Name:

Peter Wolf

Frage:

Sehr geehrter Herr Gabler,

Atemschutzmasken sind entsprechend Rechtslage luftdicht zu verpacken. Die Hersteller von Atemschutzmasken weisen darauf hin, dass die Ecken der Beutel, in denen die Masken „luftdicht verpackt“ werden, abgeschnitten werden sollen, um die Bildung eines weißen Belages auf den Masken zu verhindern. Ist das richtig? Mir geht es insbesondere um den 2-Jahres-Prüfzyklus. Wie steht das Referat 8 des VFDB dazu?

Antwort:

Sehr geehrter Hr. Wolf,

 Atemschutzexperten und Hersteller von Vollmasken sind sich einig,

  • Atemschutzmasken entsprechend Hersteller und Richtlinie vfdb 0804 luftdicht zu verpacken
  • luftdicht in diesem Fall ist aber so definiert, dass ein Gasaustausch zwischen Verpackungsinnerem und Umgebung möglich sein muss, ohne das Fremdkörper eindringen können
  • zu empfehlen ist entweder die Verwendung von perforierter Folie oder gasdichte Folientüten mit einer bis etwa 0,5 cm Kantenlänge geringfügig abgeschnittenen Ecke.

Grund für den Bedarf an diesem Luftwechsel sind Versuche, die bestätigten, dass sich bei dicht geschlossener Verpackung der Weichmacher aus dem Maskenmaterial lösen kann und als weißer Belag an der Materialoberseite sichtbar wird. Fördernd auf diese Entwicklung wirkt sich die Bildung von Kondenswasser in der Verpackung aus, z. B. bei Lagerung unter wechselnden Temperaturverhältnissen.

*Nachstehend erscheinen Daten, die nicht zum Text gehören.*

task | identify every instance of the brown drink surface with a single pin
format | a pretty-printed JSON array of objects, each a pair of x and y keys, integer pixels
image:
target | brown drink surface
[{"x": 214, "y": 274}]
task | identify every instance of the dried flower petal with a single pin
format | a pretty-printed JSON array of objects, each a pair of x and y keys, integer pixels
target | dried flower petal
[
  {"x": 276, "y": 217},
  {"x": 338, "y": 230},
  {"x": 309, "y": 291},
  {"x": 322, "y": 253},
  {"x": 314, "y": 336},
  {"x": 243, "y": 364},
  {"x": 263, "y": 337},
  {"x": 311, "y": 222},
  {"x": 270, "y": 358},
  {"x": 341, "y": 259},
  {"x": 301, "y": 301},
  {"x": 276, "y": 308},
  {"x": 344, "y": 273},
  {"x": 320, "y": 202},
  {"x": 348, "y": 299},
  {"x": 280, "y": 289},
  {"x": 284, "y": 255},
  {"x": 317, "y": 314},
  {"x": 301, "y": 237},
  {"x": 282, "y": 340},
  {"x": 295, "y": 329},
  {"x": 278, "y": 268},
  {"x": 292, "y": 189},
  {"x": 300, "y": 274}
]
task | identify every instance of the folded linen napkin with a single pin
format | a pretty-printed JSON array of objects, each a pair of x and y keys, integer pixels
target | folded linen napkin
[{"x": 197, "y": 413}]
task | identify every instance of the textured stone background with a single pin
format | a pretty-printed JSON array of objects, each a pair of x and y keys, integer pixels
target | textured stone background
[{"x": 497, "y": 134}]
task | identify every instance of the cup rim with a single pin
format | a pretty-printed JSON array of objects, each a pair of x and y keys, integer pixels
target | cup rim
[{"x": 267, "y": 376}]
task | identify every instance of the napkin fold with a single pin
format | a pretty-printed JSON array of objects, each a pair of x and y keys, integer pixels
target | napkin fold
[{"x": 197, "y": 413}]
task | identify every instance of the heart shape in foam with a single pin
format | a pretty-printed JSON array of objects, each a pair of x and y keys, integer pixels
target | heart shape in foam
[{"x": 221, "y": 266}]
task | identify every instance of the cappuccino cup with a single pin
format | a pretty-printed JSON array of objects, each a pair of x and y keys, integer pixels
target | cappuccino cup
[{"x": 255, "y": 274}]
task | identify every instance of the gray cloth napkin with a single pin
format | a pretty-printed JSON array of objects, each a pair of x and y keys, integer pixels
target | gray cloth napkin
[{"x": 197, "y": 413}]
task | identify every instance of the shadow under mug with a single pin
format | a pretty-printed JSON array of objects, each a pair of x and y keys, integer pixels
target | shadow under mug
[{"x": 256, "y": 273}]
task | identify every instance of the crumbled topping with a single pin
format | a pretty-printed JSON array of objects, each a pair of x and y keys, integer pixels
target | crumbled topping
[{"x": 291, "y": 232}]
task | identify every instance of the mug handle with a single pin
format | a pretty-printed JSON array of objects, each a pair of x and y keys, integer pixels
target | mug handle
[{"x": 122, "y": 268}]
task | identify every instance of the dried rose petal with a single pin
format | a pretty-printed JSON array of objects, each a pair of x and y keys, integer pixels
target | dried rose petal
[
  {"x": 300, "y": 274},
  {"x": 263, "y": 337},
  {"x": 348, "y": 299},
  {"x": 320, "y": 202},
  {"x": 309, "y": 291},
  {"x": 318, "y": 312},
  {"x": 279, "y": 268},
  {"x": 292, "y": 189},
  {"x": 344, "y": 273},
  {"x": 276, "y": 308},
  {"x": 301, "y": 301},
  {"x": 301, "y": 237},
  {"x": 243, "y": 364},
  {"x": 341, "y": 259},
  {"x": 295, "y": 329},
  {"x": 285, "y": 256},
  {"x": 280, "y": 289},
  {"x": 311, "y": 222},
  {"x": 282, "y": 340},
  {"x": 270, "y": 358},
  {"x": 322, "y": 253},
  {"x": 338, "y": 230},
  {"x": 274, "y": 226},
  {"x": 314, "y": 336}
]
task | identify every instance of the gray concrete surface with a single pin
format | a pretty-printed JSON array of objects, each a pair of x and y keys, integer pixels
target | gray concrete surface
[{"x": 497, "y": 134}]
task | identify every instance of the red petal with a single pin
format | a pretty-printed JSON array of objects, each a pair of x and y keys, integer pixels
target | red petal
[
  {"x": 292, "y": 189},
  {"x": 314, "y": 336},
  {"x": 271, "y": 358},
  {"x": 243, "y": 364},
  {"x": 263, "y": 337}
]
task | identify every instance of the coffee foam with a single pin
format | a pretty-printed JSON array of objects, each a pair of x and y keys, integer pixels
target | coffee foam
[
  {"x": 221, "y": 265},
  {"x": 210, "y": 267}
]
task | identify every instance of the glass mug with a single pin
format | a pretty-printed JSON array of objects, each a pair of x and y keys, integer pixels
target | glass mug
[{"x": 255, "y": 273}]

Eine einschränkende Wirkung auf die 2-jährige Lagerzeit ohne Halbjahreskontrolle nach Vorgaben in der Richtlinie vfdb 0804 (Atemanschlüssen ohne erhöhte klimatische und mechanische Belastungen wie das Mitführen auf Fahrzeugen) besitzt die Sicherung des Luftwechsels nicht.